HIV, an abbreviation for Human Immunodeficiency Virus, is a blood-borne virus that targets and destroys the immune system. The immune system is our body’s natural defense system against foreign bodies. The immune system is made up a network of proteins, cells, tissue, and organs that work together to protect the body against invaders such as microorganisms and toxins. The HIV attacks specifically the CD4 T cells, (a type of T cell known as the T helper cells} and also dendritic cells and macrophages of the immune system. CD4 T cell is known as T helper cells because its main function is to send signals to other immune cells such as T killer (CD8) cells to destroy infectious particles.

Destruction of CD4 T cells renders the immune system incapable of fighting off certain infections. This failure of the immune system is termed; immunodeficiency or the patient is said to be immunocompromised. This puts you at a higher risk for opportunistic infections and certain cancers. AIDS stands for acquired immunodeficiency syndrome. It is the final stage of HIV infection which present a myriad of symptoms of certain illnesses. Not everyone with HIV develops AIDS. The human body can’t get rid of HIV completely, even with current treatments. So once you are infected with HIV, you have it for life. With that notwithstanding, with proper medical care, HIV can be controlled.

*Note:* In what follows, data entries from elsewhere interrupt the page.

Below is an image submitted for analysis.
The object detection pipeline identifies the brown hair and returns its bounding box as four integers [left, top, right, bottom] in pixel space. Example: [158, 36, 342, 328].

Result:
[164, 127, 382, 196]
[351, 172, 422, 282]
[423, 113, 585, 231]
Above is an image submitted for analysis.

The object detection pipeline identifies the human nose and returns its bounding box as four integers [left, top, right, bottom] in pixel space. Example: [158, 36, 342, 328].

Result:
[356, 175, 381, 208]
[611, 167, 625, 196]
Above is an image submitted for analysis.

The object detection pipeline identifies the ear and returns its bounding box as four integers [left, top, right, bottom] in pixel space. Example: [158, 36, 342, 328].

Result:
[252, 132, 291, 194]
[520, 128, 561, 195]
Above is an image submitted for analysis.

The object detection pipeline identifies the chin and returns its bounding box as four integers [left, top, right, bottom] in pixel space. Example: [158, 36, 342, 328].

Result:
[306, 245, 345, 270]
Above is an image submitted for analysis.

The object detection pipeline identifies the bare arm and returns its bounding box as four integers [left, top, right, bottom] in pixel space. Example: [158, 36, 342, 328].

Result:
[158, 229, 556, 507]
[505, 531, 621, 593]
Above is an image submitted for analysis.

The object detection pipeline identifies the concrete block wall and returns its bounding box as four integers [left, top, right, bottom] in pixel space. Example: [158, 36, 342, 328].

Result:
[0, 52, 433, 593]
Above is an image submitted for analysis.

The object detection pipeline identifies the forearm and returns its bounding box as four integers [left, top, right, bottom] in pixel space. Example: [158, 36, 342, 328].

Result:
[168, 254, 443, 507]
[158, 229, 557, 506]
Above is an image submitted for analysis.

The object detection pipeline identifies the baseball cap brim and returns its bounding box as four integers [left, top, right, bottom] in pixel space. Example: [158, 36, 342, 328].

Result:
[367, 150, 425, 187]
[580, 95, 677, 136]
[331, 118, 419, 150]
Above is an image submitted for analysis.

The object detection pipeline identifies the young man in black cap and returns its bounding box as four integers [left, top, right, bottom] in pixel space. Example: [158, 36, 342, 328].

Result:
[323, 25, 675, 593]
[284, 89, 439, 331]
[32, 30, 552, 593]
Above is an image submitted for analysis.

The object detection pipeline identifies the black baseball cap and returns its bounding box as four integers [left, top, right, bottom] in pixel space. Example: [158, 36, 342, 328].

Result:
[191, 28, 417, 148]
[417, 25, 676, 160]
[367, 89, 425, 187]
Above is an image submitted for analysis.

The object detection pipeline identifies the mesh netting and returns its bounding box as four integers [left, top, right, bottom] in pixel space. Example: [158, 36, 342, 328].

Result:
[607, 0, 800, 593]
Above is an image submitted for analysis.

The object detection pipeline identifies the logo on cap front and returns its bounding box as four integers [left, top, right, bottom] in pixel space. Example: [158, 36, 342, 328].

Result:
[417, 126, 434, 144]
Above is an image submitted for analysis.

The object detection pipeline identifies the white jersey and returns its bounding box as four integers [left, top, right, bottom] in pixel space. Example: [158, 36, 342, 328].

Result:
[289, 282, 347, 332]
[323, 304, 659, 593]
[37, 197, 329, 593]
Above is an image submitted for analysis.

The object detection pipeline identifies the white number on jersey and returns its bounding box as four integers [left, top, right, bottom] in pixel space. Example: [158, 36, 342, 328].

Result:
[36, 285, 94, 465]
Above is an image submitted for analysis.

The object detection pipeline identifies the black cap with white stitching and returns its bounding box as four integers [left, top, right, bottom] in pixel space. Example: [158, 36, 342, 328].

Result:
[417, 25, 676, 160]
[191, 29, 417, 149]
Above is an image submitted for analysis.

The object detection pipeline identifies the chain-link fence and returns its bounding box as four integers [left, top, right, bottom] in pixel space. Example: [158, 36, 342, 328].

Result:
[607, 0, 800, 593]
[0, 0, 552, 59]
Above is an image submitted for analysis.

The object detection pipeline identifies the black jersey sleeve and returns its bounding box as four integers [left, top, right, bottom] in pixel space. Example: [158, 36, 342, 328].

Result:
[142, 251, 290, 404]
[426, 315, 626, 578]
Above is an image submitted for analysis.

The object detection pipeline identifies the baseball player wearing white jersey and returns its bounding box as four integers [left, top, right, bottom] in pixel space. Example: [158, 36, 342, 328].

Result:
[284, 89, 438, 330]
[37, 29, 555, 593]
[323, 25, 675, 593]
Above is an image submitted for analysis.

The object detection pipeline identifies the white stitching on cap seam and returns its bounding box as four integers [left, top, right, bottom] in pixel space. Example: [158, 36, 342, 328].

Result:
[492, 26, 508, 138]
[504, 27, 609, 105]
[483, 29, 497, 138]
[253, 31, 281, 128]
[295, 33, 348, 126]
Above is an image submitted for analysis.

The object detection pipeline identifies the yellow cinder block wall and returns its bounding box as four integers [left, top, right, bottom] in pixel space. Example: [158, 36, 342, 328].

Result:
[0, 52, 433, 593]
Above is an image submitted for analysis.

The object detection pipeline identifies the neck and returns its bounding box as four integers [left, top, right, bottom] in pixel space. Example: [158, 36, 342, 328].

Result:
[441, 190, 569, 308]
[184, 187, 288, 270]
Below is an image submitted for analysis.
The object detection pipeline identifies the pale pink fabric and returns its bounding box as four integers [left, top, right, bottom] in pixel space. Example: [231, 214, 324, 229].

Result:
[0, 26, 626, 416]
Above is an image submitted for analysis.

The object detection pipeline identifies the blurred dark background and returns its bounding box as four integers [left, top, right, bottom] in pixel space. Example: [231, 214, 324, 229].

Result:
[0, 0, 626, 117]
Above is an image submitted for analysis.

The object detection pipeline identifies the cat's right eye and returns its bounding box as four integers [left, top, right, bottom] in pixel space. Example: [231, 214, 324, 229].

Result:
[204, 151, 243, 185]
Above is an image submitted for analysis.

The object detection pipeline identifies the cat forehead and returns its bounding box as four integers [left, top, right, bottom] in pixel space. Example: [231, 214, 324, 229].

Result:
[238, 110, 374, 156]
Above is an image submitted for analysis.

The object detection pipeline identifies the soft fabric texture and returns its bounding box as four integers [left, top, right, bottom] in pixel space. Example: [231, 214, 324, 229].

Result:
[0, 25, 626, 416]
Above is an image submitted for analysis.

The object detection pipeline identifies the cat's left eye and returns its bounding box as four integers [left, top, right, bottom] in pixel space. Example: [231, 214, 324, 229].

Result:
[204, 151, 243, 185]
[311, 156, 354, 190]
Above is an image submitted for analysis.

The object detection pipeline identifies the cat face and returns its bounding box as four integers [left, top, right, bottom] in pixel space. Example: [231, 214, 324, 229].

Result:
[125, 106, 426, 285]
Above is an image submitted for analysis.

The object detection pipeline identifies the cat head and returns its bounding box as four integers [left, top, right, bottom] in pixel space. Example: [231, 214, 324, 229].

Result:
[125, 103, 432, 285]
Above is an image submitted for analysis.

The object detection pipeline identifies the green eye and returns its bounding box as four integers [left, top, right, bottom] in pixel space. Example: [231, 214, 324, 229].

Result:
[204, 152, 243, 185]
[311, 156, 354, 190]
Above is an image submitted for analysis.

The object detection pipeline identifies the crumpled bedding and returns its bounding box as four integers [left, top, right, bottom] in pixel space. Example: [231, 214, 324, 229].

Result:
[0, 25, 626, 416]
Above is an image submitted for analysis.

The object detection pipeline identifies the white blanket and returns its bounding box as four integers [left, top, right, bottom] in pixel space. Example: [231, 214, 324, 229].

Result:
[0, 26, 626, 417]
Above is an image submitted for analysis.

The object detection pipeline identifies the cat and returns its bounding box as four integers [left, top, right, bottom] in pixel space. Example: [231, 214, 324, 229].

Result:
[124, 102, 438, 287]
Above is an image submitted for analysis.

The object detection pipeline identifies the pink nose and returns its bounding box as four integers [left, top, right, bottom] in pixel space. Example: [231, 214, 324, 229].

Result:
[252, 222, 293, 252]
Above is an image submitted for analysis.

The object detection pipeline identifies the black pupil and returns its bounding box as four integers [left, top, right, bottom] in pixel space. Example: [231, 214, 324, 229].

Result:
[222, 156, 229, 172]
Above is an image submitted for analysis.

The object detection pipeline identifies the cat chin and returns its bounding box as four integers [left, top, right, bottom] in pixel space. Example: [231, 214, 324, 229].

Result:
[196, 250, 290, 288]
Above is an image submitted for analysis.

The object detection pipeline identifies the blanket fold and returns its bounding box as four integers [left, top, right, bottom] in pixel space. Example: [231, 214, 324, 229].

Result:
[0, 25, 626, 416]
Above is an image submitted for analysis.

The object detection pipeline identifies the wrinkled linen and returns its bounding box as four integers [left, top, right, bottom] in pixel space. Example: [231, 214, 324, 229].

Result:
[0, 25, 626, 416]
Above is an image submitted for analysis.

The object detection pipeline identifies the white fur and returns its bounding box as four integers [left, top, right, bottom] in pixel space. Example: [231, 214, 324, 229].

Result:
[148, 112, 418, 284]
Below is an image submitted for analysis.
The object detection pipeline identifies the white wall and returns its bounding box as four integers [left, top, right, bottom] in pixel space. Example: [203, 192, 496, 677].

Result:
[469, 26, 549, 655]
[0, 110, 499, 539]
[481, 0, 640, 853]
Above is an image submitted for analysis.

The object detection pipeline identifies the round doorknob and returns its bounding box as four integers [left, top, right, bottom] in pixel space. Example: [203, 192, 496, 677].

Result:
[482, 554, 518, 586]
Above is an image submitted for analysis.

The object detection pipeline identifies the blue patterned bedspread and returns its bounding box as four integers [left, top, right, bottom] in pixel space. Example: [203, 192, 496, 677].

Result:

HIV can be divided into 2 major types known as HIV type 1 (HIV-1) and HIV type 2 (HIV-2).

• HIV-1:

Which is more common in the US and worldwide, constitutes more than 75% of all HIV cases. HIV–1 causes the global HIV pandemic because of its virulence and very infective nature. HIV-1 is further classified into four groups: M (most common), N, O, and P. More than 90% of HIV-1 cases involve group M.

• HIV-2:

Known to be common in Western Africa and Southern Asia. Presents with similar illnesses as HIV-1 but it progresses more slowly. As of 2010, 8 known HIV-2 groups (A to H) were discovered. Among these groups, only groups A and B are pandemic. Group A is found mainly in West Africa, but has spread globally to other countries. Group B is mainly found in West Africa.
Note: Researches on vaccines and antiviral drugs on HIV is focused on HIV-1.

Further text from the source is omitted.